I Think It Was John Gunn NOT 100% THO


----------



## Janice Gunn (Jan 3, 2005)

Stanley finished but John couldn't stay for the results.
Of course we are anxious to know the outcome.

Thanks for posting Rolando....does anyone know for sure, for sure ???


----------



## helencalif (Feb 2, 2004)

Howard N said:


> *Wow, good on Gordy Powers and Cully!*
> 
> I think Gordy was young when dirt was invented.
> 
> Age is just a number regards,


Talked to Gordy 2 weeks ago. He had passed the 94 milestone and looking forward to 95.

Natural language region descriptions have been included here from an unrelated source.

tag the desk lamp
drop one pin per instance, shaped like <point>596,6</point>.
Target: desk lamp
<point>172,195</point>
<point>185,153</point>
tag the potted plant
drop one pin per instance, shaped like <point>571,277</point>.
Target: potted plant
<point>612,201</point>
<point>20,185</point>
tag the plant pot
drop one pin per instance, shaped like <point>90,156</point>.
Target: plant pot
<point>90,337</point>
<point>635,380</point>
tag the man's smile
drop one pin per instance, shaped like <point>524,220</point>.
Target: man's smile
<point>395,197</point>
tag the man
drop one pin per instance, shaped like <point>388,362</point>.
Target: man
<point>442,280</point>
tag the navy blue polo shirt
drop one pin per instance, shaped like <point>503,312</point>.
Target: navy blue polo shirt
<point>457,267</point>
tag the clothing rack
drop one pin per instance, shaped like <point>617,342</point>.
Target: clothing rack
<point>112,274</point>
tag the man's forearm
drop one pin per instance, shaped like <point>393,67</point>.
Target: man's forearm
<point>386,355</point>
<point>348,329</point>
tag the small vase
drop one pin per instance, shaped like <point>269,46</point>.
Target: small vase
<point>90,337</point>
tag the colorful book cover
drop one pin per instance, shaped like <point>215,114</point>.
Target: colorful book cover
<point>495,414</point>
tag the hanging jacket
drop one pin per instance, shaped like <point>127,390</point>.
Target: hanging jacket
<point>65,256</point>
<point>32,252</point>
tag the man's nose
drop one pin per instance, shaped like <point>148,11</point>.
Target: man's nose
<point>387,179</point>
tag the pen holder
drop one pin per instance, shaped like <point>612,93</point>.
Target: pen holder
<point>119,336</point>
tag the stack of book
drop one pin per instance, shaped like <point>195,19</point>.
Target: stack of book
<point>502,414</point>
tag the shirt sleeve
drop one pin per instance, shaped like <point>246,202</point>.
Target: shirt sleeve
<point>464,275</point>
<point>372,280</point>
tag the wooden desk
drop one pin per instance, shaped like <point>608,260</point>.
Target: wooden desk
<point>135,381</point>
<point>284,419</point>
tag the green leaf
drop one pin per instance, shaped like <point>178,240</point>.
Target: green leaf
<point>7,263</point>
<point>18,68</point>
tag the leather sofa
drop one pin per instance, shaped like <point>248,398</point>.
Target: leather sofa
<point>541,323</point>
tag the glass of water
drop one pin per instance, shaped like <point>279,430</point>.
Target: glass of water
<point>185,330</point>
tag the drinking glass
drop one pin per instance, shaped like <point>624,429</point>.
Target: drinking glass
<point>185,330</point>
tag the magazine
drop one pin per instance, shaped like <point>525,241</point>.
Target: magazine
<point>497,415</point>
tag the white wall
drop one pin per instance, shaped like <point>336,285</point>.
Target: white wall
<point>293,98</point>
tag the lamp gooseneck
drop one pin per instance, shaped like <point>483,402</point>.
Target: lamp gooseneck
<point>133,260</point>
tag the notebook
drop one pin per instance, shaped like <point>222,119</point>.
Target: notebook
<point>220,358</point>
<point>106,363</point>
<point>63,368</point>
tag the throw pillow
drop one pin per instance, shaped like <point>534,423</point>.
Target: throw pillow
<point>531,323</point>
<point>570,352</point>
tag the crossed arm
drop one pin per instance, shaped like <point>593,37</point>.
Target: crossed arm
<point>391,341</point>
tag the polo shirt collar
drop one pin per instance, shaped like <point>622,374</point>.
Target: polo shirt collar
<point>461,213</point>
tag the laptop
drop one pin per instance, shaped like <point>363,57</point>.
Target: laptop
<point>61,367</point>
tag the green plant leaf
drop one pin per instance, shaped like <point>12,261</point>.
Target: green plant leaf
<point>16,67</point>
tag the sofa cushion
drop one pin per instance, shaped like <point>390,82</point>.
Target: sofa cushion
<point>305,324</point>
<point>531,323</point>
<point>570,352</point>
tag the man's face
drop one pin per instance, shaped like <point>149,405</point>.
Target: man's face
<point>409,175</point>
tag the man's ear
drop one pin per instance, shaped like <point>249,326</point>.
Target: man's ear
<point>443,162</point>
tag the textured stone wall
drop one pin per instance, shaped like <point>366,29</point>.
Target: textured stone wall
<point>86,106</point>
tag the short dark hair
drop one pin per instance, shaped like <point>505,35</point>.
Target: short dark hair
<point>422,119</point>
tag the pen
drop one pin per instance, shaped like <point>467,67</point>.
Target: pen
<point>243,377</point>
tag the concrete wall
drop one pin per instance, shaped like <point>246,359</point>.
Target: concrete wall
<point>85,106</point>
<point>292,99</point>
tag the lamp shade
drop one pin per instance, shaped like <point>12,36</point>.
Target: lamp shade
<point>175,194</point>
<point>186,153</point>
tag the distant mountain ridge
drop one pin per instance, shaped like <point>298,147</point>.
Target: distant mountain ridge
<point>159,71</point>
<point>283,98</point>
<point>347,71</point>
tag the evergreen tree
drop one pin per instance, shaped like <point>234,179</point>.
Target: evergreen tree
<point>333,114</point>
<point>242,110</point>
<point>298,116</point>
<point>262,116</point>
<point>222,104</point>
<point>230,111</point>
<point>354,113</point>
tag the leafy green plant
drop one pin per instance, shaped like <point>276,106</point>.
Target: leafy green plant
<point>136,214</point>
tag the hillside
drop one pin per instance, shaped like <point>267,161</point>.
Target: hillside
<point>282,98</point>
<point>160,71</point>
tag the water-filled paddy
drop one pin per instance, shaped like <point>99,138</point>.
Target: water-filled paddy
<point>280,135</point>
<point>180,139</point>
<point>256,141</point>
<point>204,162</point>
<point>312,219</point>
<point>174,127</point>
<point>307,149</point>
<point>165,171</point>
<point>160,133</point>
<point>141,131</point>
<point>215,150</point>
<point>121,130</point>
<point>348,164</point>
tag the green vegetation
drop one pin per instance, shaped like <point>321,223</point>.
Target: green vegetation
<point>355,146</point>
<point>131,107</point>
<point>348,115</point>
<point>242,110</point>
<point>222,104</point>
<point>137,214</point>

That young Derby dog he has is a high roller -- and very talented. Wish I had been there to congratulate Gordy. 

Helen


----------



## Jeff Bartlett (Jan 7, 2006)

Janice Gunn said:


> Stanley finished but John couldn't stay for the results.
> Of course we are anxious to know the outcome.
> 
> Thanks for posting Rolando....does anyone know for sure, for sure ???


YA RO WAS RIGHT JOHN GOT 4 I THINK MISSY GOT RJ EVERYBODY BUT ME JAMMED I THINK


----------



## huntinman (Jun 1, 2009)

Way to go Gordon!! One of the nice guys in the game!!!


----------



## DenverB2B (Feb 22, 2009)

Thank you Rich and Laura. What a fun weekend. Makes the long drive home alot better.


----------



## DMA (Jan 9, 2008)

Congrats Stan on Denver's 3rd in Derby, and to Don on Andi's 2nd in the AM!!!


----------